Please follow this link to the advert to read the formal advertisement for the details about exactly who and what we’re looking for and how to apply — and please pay attention to our request that in the covering letter you create as part of the application you should explain which particular aspects of cybercrime research are of particular interest to you.

Does security advice discriminate against women?

Security systems are often designed by geeks who assume that the users will also be geeks, and the same goes for the advice that users are given when things start to go wrong. For example, banks reacted to the growth of phishing in 2006 by advising their customers to parse URLs. That’s fine for geeks but most people don’t do that, and in particular most women don’t do that. So in the second edition of my Security Engineering book, I asked (in chapter 2, section 2.3.4, pp 27-28): “Is it unlawful sex discrimination for a bank to expect its customers to detect phishing attacks by parsing URLs?”
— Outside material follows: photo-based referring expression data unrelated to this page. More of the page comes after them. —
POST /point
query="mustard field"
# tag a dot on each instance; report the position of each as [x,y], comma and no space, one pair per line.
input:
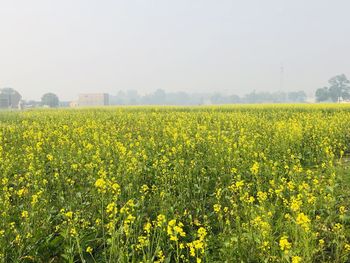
[176,184]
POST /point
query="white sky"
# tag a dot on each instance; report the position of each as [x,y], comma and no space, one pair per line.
[73,46]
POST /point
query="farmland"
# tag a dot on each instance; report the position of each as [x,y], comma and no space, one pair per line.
[176,184]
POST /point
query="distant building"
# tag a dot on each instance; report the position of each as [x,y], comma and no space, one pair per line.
[9,98]
[93,99]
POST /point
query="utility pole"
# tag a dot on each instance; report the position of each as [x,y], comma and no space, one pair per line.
[281,77]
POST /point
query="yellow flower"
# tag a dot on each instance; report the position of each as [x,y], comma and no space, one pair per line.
[89,250]
[69,214]
[285,245]
[217,208]
[296,259]
[255,168]
[25,214]
[303,221]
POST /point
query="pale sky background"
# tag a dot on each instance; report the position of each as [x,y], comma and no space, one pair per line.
[74,46]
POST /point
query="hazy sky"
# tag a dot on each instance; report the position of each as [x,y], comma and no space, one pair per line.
[73,46]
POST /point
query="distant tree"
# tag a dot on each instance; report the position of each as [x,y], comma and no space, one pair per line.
[338,90]
[50,99]
[9,98]
[322,94]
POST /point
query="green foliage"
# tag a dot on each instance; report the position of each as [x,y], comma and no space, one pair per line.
[171,184]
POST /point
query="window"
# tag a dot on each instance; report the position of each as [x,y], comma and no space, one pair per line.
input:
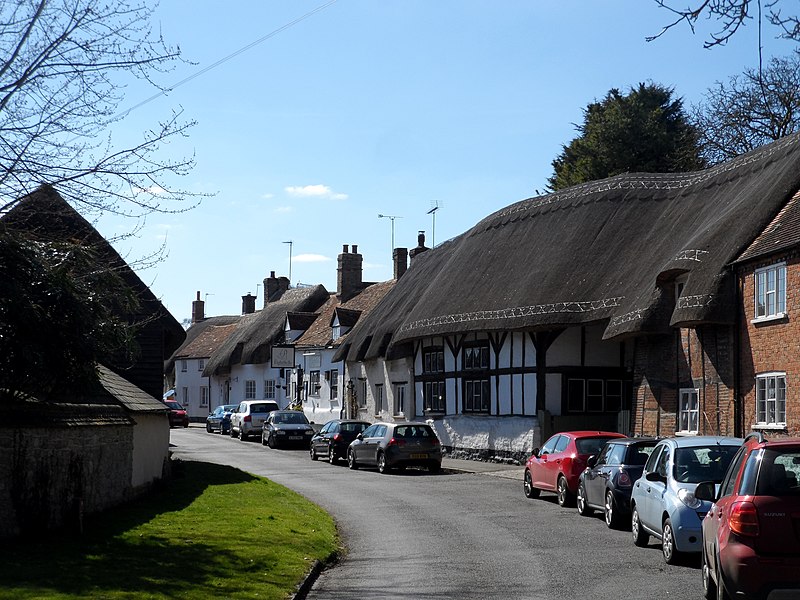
[433,393]
[689,411]
[771,399]
[362,393]
[378,398]
[476,357]
[313,383]
[400,398]
[476,395]
[334,381]
[770,288]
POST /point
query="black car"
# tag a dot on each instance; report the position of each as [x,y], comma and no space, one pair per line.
[220,418]
[333,439]
[607,481]
[286,428]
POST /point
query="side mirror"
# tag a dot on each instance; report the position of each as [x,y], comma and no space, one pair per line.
[706,490]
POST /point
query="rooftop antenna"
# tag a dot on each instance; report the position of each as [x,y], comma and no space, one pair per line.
[290,242]
[432,212]
[391,218]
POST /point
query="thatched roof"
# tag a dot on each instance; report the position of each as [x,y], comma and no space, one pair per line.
[256,332]
[605,251]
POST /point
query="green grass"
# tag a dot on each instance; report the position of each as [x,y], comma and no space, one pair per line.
[210,532]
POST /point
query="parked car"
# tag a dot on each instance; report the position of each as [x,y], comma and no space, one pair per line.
[608,479]
[663,503]
[333,439]
[286,428]
[177,414]
[559,463]
[220,418]
[396,446]
[751,539]
[248,418]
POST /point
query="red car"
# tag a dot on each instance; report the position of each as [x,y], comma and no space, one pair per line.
[751,535]
[558,465]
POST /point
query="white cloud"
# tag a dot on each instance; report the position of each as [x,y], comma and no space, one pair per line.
[311,258]
[314,191]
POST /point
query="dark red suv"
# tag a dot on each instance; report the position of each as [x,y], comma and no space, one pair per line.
[751,535]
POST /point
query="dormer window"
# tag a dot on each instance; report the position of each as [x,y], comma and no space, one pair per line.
[770,292]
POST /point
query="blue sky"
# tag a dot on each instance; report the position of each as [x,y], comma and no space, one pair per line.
[382,107]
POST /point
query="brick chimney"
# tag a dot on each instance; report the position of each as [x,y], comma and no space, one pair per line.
[420,246]
[248,304]
[274,287]
[349,274]
[400,261]
[198,310]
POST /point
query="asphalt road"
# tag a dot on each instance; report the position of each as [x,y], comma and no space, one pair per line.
[453,535]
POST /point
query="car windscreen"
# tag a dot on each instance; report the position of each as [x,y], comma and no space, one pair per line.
[779,473]
[292,418]
[590,445]
[702,463]
[353,427]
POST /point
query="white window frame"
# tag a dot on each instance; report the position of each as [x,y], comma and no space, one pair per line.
[769,290]
[689,411]
[763,400]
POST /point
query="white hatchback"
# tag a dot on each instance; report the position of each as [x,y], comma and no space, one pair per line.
[248,418]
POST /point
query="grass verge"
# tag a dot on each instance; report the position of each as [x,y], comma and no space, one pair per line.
[210,532]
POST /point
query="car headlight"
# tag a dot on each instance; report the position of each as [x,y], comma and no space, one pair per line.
[688,498]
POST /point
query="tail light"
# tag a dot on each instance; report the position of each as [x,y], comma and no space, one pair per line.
[623,479]
[743,519]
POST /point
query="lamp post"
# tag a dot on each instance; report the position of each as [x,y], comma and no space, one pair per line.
[391,218]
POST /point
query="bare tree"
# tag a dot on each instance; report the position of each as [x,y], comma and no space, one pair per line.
[63,69]
[749,110]
[732,14]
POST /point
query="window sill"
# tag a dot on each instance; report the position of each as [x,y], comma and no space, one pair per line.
[768,427]
[770,319]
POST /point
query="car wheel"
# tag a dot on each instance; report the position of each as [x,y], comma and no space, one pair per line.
[580,500]
[382,466]
[640,537]
[565,498]
[671,554]
[530,491]
[610,512]
[709,587]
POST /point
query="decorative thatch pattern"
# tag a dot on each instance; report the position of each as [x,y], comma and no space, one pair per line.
[606,251]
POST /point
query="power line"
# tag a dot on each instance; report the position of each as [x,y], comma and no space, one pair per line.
[226,59]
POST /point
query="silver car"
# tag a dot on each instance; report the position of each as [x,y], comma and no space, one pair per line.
[396,446]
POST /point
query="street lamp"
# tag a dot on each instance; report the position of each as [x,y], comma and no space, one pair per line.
[391,218]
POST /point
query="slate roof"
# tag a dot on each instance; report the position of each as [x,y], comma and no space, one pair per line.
[598,252]
[256,332]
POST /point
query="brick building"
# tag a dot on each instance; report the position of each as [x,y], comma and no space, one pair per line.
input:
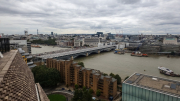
[72,73]
[17,80]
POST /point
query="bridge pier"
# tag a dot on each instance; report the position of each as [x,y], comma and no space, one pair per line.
[87,54]
[72,58]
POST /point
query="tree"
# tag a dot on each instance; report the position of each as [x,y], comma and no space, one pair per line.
[105,74]
[76,86]
[98,93]
[111,74]
[126,78]
[118,78]
[82,95]
[91,91]
[46,77]
[81,64]
[84,88]
[172,53]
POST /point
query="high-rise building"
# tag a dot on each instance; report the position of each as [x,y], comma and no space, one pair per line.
[26,32]
[72,73]
[140,87]
[17,81]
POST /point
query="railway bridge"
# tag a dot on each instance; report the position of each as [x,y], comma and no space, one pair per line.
[75,53]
Tyler Moore and I then ran the experiment, and Tyler presented the results at the first Workshop on Security and Human Behaviour that June. We recruited 132 volunteers between the ages of 18 and 30 (77 female, 55 male) and tested them to see whether they could spot phishing websites, as well as for systematising quotient (SQ) and empathising quotient (EQ). These measures were developed by Simon Baron-Cohen in his work on Asperger’s; most men have SQ > EQ while for most women EQ > SQ. The ability to parse URLs is correlated with SQ-EQ and independently with gender. A significant minority of women did badly at URL parsing. We didn’t get round to publishing the full paper at the time, but we’ve mentioned the results in various talks and lectures.

We have now uploaded the original paper, How brain type influences online safety. Given the growing interest in gender HCI, we hope that our study might spur people to do research in the gender aspects of security as well. It certainly seems like an open goal!

Could a gaming app steal your bank PIN?

Have you ever wondered whether one app on your phone could spy on what you’re typing into another? We have. Five years ago we showed that you could use the camera to measure the phone’s motion during typing and use that to recover PINs. Then three years ago we showed that you could use interrupt timing to recover text entered using gesture typing. So what other attacks are possible?

Our latest paper shows that one of the apps on the phone can simply record the sound from its microphones and work out from that what you’ve been typing.

Your phone’s screen can be thought of as a drum – a membrane supported at the edges. It makes slightly different sounds depending on where you tap it. Modern phones and tablets typically have two microphones, so you can also measure the time difference of arrival of the sounds. The upshot is that can recover PIN codes and short words given a few measurements, and in some cases even long and complex words. We evaluate the new attack against previous ones and show that the accuracy is sometimes even better, especially against larger devices such as tablets.

This paper is based on Ilia Shumailov’s MPhil thesis project.